A tática de Santos é a mesma que foi empregada pelos últimos seis presidentes, a começar por Belisario Betancur em 1982: um período inicial de conversações secretas seguido pela instituição de mesas de negociação, em geral sob auspicios de outros países e de organizações internacionais. O auge ocorreu no período de Andrés Pastrana, quando o território livre de San Vicente del Caguán permaneceu por três anos sob controle da guerrilha. Até mesmo Álvaro Uribe negociou, embora apenas por debaixo dos panos. O resultado final sempre foi o fracasso, ou seja, mais guerra.

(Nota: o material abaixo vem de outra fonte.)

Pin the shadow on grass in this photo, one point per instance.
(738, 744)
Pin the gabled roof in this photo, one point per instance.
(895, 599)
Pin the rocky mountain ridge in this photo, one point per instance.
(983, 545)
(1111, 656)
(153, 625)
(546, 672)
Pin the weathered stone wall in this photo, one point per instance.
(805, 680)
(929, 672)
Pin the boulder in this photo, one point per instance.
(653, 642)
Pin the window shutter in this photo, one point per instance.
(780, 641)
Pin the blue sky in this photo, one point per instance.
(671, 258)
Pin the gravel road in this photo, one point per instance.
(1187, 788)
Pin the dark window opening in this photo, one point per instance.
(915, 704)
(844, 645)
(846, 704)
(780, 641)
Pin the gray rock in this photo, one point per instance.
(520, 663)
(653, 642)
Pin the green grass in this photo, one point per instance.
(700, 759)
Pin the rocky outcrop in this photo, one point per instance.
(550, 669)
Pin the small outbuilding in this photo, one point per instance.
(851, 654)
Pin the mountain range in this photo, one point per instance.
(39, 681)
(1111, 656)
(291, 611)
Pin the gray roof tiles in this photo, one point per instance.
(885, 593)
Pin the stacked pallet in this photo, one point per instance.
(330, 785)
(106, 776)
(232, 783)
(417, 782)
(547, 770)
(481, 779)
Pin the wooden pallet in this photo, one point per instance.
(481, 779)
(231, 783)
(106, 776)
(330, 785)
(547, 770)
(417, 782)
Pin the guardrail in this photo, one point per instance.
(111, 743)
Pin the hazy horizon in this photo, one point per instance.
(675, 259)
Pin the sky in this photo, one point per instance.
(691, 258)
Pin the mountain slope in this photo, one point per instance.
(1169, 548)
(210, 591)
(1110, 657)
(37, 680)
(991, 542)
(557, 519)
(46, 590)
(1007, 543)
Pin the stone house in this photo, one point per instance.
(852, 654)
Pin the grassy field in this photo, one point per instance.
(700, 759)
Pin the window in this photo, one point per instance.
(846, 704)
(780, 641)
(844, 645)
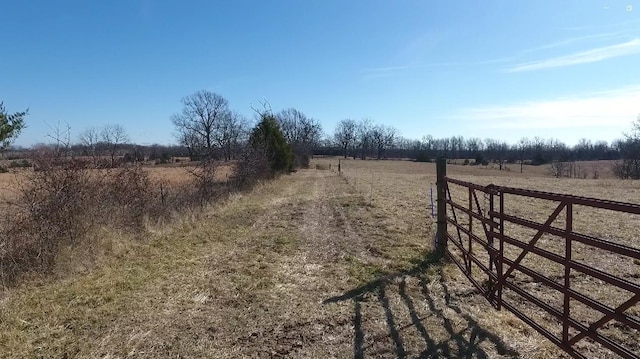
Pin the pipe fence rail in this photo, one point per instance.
(478, 217)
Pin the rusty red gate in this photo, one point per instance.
(578, 318)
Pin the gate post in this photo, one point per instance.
(441, 193)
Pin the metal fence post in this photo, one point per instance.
(441, 192)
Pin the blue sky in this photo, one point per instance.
(500, 69)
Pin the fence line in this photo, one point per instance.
(480, 254)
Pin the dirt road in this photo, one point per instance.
(302, 267)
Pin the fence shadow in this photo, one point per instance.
(456, 343)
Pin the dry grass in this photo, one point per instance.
(312, 265)
(396, 184)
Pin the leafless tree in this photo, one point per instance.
(199, 122)
(113, 136)
(383, 137)
(231, 131)
(364, 138)
(558, 168)
(90, 138)
(301, 133)
(345, 135)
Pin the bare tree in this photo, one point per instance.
(301, 132)
(345, 135)
(199, 122)
(629, 148)
(90, 138)
(383, 137)
(231, 131)
(364, 138)
(113, 136)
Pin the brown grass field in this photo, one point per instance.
(312, 265)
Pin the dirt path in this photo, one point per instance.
(301, 267)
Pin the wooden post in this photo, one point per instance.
(441, 190)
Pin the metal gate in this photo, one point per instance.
(476, 240)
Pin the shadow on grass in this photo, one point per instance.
(456, 343)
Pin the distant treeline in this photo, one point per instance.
(535, 151)
(356, 139)
(363, 139)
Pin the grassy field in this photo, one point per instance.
(311, 265)
(173, 175)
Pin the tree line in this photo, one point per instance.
(208, 129)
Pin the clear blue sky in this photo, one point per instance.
(500, 69)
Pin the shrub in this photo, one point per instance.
(61, 203)
(266, 137)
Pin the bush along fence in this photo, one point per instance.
(579, 291)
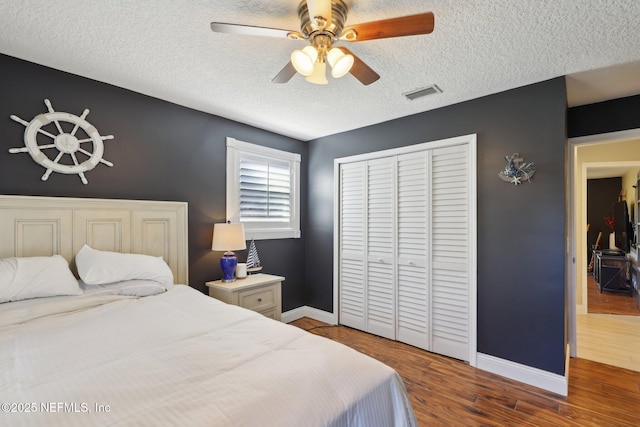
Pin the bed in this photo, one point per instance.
(114, 354)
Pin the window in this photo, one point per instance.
(263, 190)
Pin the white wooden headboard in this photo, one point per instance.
(44, 226)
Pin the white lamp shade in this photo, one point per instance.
(319, 75)
(304, 59)
(340, 63)
(228, 237)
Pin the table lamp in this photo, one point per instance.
(228, 237)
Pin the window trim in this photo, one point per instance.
(235, 150)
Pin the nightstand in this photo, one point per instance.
(258, 292)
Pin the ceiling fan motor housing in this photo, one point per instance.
(329, 26)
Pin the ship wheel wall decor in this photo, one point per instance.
(65, 142)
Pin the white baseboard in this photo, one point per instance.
(313, 313)
(525, 374)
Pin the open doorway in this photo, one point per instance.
(604, 338)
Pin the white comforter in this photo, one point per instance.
(183, 359)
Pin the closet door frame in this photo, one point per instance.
(471, 141)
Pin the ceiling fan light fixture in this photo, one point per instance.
(319, 75)
(303, 60)
(340, 62)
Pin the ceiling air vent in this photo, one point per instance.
(419, 93)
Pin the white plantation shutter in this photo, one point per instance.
(263, 190)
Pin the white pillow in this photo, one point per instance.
(134, 288)
(35, 277)
(102, 267)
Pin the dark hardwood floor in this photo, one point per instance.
(609, 303)
(448, 392)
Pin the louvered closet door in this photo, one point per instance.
(352, 248)
(413, 320)
(381, 292)
(450, 275)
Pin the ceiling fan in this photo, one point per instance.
(322, 24)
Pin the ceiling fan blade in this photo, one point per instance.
(221, 27)
(319, 8)
(360, 70)
(411, 25)
(285, 74)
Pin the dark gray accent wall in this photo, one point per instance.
(604, 117)
(161, 151)
(521, 261)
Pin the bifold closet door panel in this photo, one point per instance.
(450, 252)
(352, 277)
(381, 207)
(413, 319)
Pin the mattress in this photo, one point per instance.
(181, 358)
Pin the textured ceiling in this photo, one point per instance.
(165, 49)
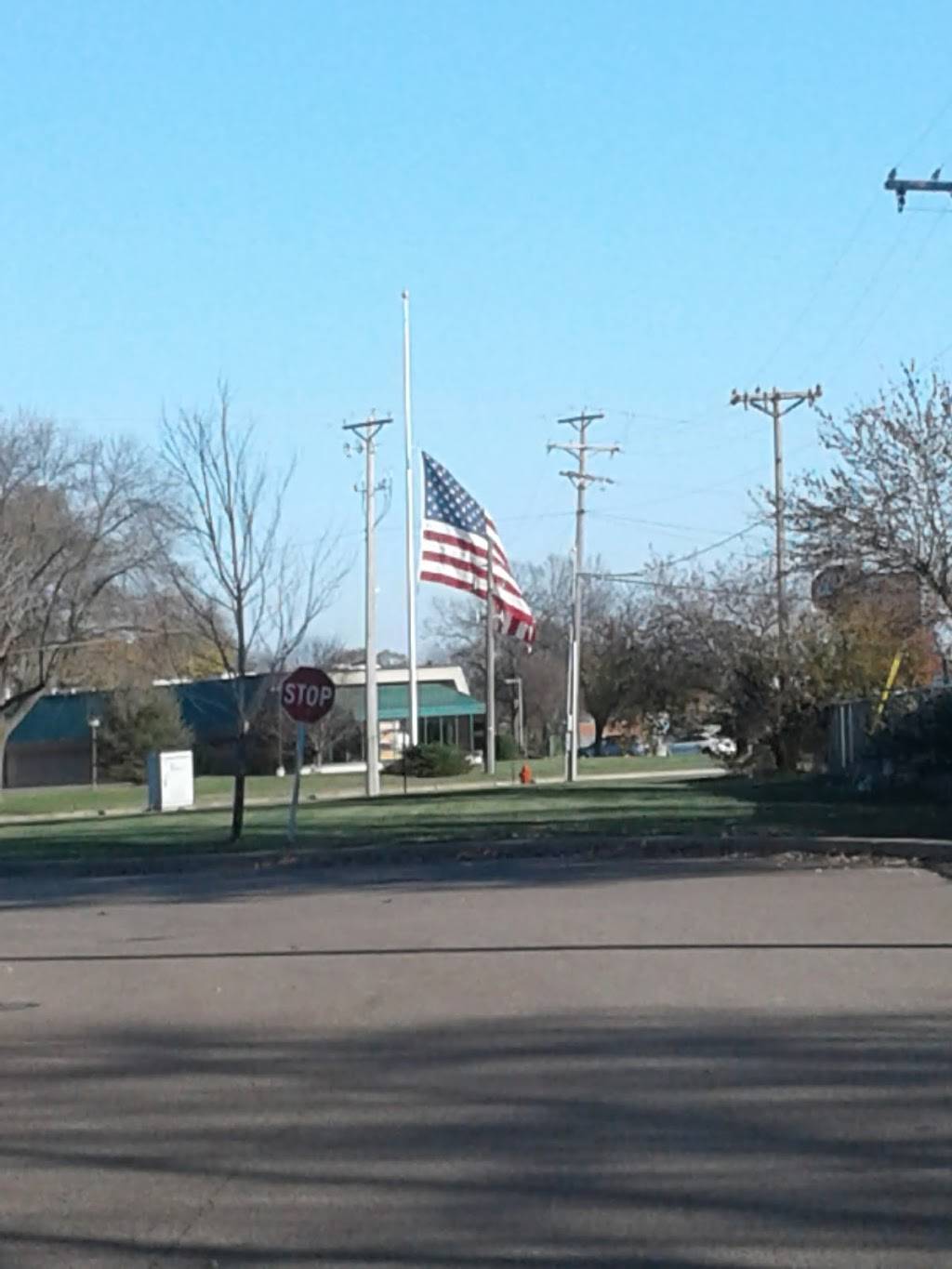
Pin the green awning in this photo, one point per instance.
(437, 701)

Depois de um período em que as Farc sofreram pesadas baixas, inclusive em seu secretariado dirigente, Santos parece ter chegado à conclusão de que tem melhores chances de passar à história como o grande pacificador de seu país, mesmo reconhecendo que o inimigo mantém capacidade para, inclusive, realizar ataques de grande porte nas principais cidades. O que se está chamando de rota da paz tem como base um conjunto de seis medidas recentemente aprovadas ou em fase de regulamentação. A primeira foi a renovação (até 12/2014) da Lei de Ordem Pública que permite ao Presidente da República dialogar com grupos armados ilegais.  A segunda é o marco jurídico que estabelece prioridades nas investigações e dá voz política aos que se envolvam num processo de paz. A Lei de Vítimas e Restituição reconheceu a existência do conflito armado e admite uma solução política. A Lei 1424 dá guarida a militantes desmobilizados e não envolvidos em crimes de lesa-humanidade. A Lei de Justiça e Paz, que possibilitou desarticular os grupos paramilitares das Autodefesas, está tendo sua vigência prorrogada e, por último, a Reforma do Foro Militar autoriza à justiça penal militar julgar crimes cometidos por pessoal em serviço, o que endurece o jogo na fase de tentativa de maior enfraquecimento da guerrilha.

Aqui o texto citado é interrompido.